Berdasarkan fenomena diatas dapat di simpulkan bahwa metode kepemimpinan yang ada di PT.X kurang efektif, karena pemimpin kurang dapat mejalin hubungan yang baik dengan bawahannya, kurang sensitive terhadap bawahannya (sensitivity), kurang objektif dalam menilai hasil kerja bawahannya (objectivity), kurang peduli (caring), kurang terbuka (openness), dan kurang sabar (Honesty) dan kurang sabar dalam membimbing bawahnnya. Menurut Jacobs (dalam Munandar,2001) pemimpin yang efektif memiliki cirri kepribadian yang
caring.Oppnness,flexibility,warmth, objectivity, trutnworthiness,honesty,patience,
dan sensitivity. Kurang terpenuhinya cirri-ciri pemimpin efektif yang dikemukana oleh Jacob (dalam Munandar,2001),oleh sebab itu dapat di katakan bahwa pemimpin PT.X kurang efektif.
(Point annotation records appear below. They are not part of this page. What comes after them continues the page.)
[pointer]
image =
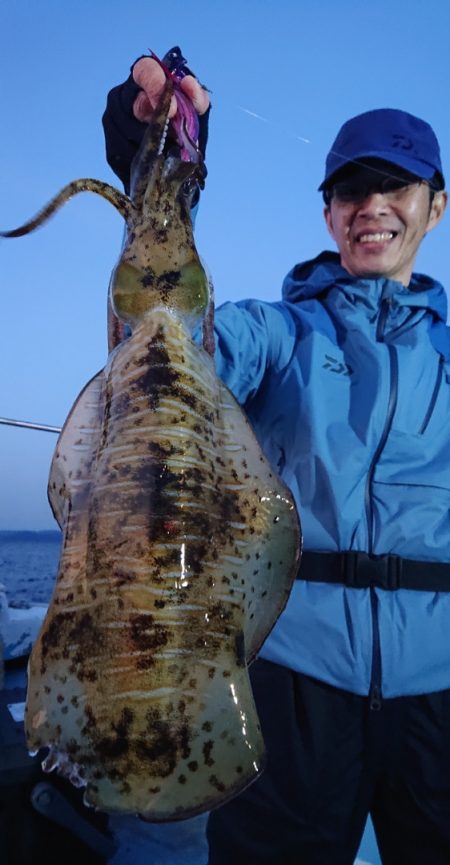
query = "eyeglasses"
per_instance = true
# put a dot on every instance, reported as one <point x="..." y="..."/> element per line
<point x="357" y="189"/>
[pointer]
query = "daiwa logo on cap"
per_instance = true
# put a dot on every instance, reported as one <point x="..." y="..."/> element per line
<point x="390" y="135"/>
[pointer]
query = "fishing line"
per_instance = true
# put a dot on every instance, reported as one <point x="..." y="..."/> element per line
<point x="359" y="162"/>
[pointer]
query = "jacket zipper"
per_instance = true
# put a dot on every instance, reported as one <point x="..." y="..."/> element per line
<point x="375" y="694"/>
<point x="434" y="396"/>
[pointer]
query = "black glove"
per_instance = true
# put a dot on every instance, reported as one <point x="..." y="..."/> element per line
<point x="124" y="133"/>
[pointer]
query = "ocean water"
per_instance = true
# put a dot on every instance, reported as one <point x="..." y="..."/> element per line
<point x="28" y="564"/>
<point x="28" y="567"/>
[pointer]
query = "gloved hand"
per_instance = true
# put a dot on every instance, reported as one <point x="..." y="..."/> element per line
<point x="129" y="108"/>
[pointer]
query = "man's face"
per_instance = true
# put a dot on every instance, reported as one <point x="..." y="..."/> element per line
<point x="378" y="222"/>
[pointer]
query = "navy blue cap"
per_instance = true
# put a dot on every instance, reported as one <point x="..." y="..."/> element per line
<point x="388" y="134"/>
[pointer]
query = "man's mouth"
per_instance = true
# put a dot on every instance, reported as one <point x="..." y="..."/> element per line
<point x="376" y="237"/>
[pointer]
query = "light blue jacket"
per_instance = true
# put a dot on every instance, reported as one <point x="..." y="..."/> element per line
<point x="346" y="382"/>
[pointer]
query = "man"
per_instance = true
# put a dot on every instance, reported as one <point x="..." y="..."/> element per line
<point x="346" y="382"/>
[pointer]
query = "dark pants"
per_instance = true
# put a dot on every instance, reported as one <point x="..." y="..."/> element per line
<point x="332" y="761"/>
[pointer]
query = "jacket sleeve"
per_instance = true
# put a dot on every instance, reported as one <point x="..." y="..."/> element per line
<point x="251" y="338"/>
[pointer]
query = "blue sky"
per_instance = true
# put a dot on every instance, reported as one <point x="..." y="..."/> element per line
<point x="304" y="66"/>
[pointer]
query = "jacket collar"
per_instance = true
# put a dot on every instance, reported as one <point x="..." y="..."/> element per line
<point x="315" y="278"/>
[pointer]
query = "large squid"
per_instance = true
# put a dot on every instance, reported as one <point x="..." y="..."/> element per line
<point x="180" y="544"/>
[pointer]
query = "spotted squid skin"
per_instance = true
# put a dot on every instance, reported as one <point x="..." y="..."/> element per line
<point x="180" y="545"/>
<point x="168" y="583"/>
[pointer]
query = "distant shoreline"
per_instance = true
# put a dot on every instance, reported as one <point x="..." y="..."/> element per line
<point x="45" y="536"/>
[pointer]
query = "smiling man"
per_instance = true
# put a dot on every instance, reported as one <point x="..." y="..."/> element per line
<point x="346" y="381"/>
<point x="383" y="189"/>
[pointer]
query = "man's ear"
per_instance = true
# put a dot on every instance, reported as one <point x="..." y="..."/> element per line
<point x="328" y="220"/>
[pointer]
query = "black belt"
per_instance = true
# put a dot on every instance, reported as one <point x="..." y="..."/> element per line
<point x="360" y="571"/>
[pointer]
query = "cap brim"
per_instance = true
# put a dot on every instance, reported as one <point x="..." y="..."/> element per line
<point x="421" y="169"/>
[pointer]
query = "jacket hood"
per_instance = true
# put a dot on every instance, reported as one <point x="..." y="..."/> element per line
<point x="316" y="277"/>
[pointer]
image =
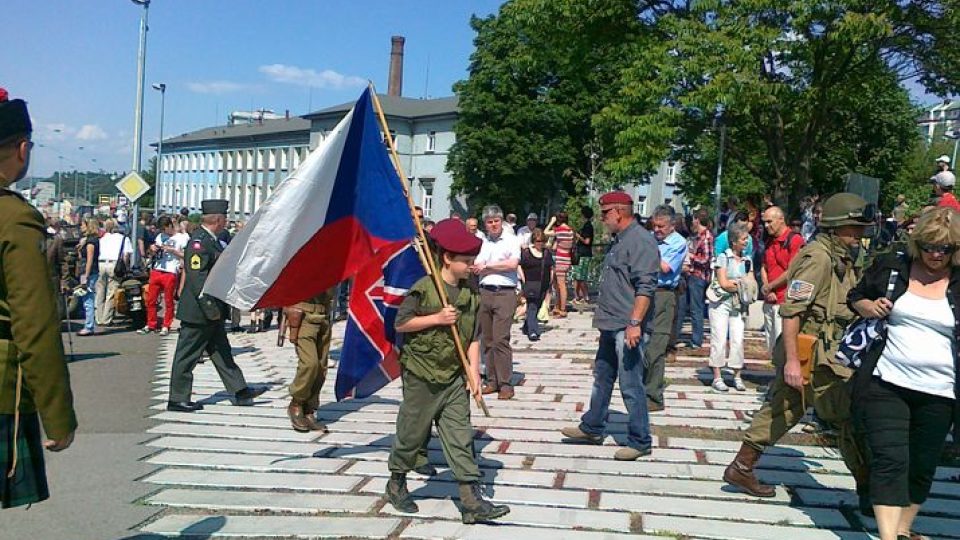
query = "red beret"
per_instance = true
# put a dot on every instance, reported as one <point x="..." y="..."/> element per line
<point x="453" y="237"/>
<point x="616" y="197"/>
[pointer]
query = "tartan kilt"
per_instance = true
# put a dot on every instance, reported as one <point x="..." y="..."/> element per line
<point x="29" y="484"/>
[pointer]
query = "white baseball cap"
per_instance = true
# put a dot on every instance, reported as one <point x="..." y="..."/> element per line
<point x="944" y="179"/>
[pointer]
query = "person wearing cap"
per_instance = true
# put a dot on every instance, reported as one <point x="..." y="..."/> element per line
<point x="818" y="280"/>
<point x="34" y="380"/>
<point x="201" y="317"/>
<point x="943" y="183"/>
<point x="626" y="299"/>
<point x="434" y="381"/>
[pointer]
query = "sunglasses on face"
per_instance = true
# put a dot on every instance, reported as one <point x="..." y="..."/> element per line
<point x="946" y="249"/>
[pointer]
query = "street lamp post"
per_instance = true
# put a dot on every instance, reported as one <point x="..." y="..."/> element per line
<point x="156" y="185"/>
<point x="138" y="117"/>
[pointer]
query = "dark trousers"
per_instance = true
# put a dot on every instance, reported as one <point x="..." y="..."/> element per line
<point x="905" y="432"/>
<point x="194" y="339"/>
<point x="531" y="325"/>
<point x="496" y="318"/>
<point x="692" y="302"/>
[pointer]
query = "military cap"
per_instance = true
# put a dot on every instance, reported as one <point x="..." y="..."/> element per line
<point x="846" y="209"/>
<point x="214" y="206"/>
<point x="616" y="197"/>
<point x="14" y="118"/>
<point x="452" y="236"/>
Berdasarkan uraian diatas maka peneliti ingin meneliti hubungan antara Efektivitas kepemimpinan dengan job insecurity pada karyawan PT.X.
I..B. Rumusan Masalah
Peneliti ingin mengetahui bagaimana hubungan antaraefektivitas kepemimpinan dengan job insecurity pada Karyawan PT.X.
I.C. Tujuan Penelitian
Tujuan penelitian ini adalah untuk mengetahui sejauh mana hubungan antara efektivitas kepemimpinan dengan job insecurity pada karyawan PT.X.
I.D. Manfaat Penelitian
I.D.1 Manfaat Teoritis Dapat dijadikan sebagai pembuktian secara empiris teori yang sudah ada.
I.D.2 Manfaat Praktis
Pemimpin dapat mengetahui bagaimana persepsi karywan terhadap kepemimpinanya,bagaimana hubungan antara efektifitas pemimpin dengan
job insecurtiy yang dimiliki oleh karyawannya dan dapat diketahui tingkat job insecurity karyawan
I.E. Sistematika penulisan
Skripsi ini disusun dalam lima bab, masing-masing bab memuat materi sebagai berikut:
BAB 1 Latar Belakang Bab ini berisikan penjelasan latar belakang permasalahan,perumusan masalah,tujuan penelitian,manfaat penelitian dan sistematika penulisan. BAB II mengenai landasan teori. Pada bagian ini berisi uraian teori yang menjadi acuan dalam pembahasan masalah. BAB III metodelogi penelitian. Pada bagian ini berisikan uraian yang menjelaskan mengenai pertanyaan penelitian,indentifikasi variable penelitian, defenisi operasional, populasi, sample dan metode pengambilan sample, teknik pengmbilan sample ,alat ukur penelitian , validitas dan rehabilitas alat ukur, prosedur pelaksanaan penelitian dan metode analisis data.
BAB IV mengenai analisa data dan pembahasan. Pada bab ini akan dibahas mengenai analisa data dan hasil penelitian, interpretasi data dan pembahasan dari kuisioner yang telah di sebarkan kepada para partisipan.
BAB V mengenai kesimpulan dan saran.bab ini membahas mengenai kesimpulan penelitian mengenai hasil penelitian serta saran penelitian berupa saran metodelogis dan saran praktis bagi peneliti selanjutnya.